If the stairs allow such room for thought it’s because Trudy is taking them at the pace of the slowest loris. For once, her hand holds the banister tightly. She takes one step at a time, pauses on some, considers, sighs. I know how things stand. The visitor will hold up the essential housework. The police could return. Trudy’s in no mood for a battle of jealous possession. There’s an issue of precedence. She’s been usurped at the identification of the body – that rankles. Elodie is merely a recent lover. Or not so recent. She might have preceded the move to Shoreditch. Another raw wound to dress. But why call round here? Not to receive or give comfort. She might know or possess some damning tidbit. She could throw Trudy and Claude to the dogs. Or it’s blackmail. Funeral arrangements to discuss. None of that. No, no! For my mother, so much effortful negation. How wearying, on top of all else (a hangover, a murder, enervating sex, advanced pregnancy), for my mother to be obliged to exert her will and extend fulsome hatred to a guest.

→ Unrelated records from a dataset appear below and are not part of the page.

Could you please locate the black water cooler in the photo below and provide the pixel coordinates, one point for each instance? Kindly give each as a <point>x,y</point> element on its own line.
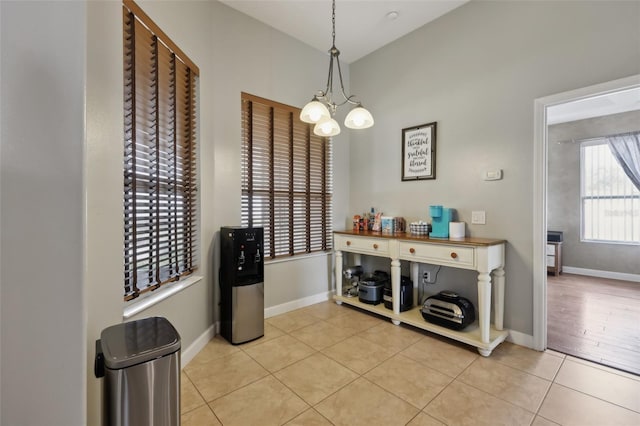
<point>241,284</point>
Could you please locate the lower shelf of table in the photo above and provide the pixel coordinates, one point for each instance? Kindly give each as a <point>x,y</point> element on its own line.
<point>470,335</point>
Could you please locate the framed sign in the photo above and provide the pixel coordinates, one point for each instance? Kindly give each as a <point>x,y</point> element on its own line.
<point>419,152</point>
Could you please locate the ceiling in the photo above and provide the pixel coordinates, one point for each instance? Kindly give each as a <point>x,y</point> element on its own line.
<point>362,26</point>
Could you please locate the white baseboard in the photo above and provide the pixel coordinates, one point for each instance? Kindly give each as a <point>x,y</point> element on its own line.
<point>189,353</point>
<point>297,304</point>
<point>521,339</point>
<point>602,274</point>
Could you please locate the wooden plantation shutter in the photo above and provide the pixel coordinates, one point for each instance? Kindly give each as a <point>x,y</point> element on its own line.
<point>286,178</point>
<point>160,87</point>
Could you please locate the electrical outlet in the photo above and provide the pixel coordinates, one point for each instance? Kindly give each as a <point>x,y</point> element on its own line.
<point>478,217</point>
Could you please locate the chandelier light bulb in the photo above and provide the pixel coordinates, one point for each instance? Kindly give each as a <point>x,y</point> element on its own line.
<point>358,118</point>
<point>327,127</point>
<point>324,105</point>
<point>314,112</point>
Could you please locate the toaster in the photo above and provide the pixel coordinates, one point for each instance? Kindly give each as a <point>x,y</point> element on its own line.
<point>449,310</point>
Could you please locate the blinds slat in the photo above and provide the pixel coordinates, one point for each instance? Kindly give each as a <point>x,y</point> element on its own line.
<point>285,187</point>
<point>159,156</point>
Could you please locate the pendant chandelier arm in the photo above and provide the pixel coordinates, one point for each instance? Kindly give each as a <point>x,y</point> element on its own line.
<point>362,118</point>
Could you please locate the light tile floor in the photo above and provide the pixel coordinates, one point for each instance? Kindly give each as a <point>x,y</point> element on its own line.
<point>336,365</point>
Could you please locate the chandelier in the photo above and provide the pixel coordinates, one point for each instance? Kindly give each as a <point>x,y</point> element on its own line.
<point>321,109</point>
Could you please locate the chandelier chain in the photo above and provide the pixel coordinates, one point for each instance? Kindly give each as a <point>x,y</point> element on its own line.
<point>333,22</point>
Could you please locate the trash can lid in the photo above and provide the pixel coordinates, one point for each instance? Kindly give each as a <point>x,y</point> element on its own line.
<point>135,342</point>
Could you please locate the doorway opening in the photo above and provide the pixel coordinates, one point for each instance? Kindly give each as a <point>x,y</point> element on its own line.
<point>543,108</point>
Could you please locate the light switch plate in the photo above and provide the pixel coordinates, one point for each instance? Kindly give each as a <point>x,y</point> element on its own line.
<point>478,217</point>
<point>492,174</point>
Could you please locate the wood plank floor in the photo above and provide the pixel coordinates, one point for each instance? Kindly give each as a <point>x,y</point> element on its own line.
<point>596,319</point>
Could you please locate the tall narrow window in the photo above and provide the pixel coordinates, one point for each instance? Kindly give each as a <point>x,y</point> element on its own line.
<point>160,88</point>
<point>286,178</point>
<point>610,201</point>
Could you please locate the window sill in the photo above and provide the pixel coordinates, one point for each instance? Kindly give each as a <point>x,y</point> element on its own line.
<point>144,302</point>
<point>298,257</point>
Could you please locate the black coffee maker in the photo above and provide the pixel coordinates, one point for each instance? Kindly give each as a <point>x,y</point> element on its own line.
<point>406,294</point>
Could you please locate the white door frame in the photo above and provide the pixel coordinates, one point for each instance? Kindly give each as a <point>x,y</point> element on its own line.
<point>540,193</point>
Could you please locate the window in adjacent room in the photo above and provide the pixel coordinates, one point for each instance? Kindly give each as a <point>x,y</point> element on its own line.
<point>286,179</point>
<point>610,201</point>
<point>160,202</point>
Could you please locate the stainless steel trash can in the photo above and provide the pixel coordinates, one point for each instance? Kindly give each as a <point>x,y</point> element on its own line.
<point>142,373</point>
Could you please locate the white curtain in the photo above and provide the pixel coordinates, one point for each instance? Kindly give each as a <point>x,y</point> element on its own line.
<point>625,148</point>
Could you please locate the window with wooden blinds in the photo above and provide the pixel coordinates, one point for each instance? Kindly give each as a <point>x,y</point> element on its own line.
<point>286,178</point>
<point>160,88</point>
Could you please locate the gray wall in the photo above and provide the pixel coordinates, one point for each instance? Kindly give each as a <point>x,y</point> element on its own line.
<point>563,194</point>
<point>477,71</point>
<point>61,187</point>
<point>41,281</point>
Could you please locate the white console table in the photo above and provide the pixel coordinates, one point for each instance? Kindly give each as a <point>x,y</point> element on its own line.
<point>486,256</point>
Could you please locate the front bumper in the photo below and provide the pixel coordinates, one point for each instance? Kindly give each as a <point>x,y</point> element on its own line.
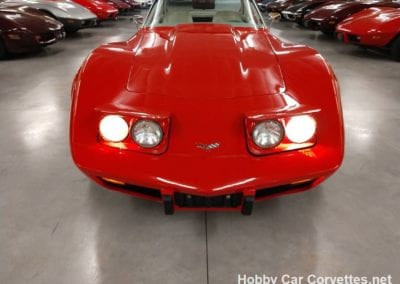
<point>77,24</point>
<point>205,182</point>
<point>30,42</point>
<point>379,40</point>
<point>321,25</point>
<point>291,16</point>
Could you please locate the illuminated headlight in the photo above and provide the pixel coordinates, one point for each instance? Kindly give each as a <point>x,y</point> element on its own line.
<point>268,134</point>
<point>301,128</point>
<point>147,133</point>
<point>113,128</point>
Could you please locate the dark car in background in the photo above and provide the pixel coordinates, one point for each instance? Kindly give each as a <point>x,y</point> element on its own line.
<point>23,29</point>
<point>279,5</point>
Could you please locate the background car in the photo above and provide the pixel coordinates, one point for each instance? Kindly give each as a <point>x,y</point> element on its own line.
<point>296,12</point>
<point>73,16</point>
<point>23,29</point>
<point>327,16</point>
<point>120,5</point>
<point>210,116</point>
<point>374,27</point>
<point>103,10</point>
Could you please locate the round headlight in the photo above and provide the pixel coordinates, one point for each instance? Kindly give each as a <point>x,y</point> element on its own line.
<point>113,128</point>
<point>147,133</point>
<point>268,134</point>
<point>301,128</point>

But she’s determined. Her braids tightly conceal her thoughts from all but me, while her underwear – cotton, not silk, I sense – and a short summer print dress, correctly loose but not voluminous, are freshly in place. Her bare, pink arms and legs, her purple-painted toenails, her full, unarguable beauty are on intimidating display. Her aspect is of a ship of the line, fully though reluctantly rigged, gun hatches lowered. A woman-of-war, of which I’m the bow’s proud figurehead. She descends in floating but intermittent movements. She’ll rise to whatever comes at her.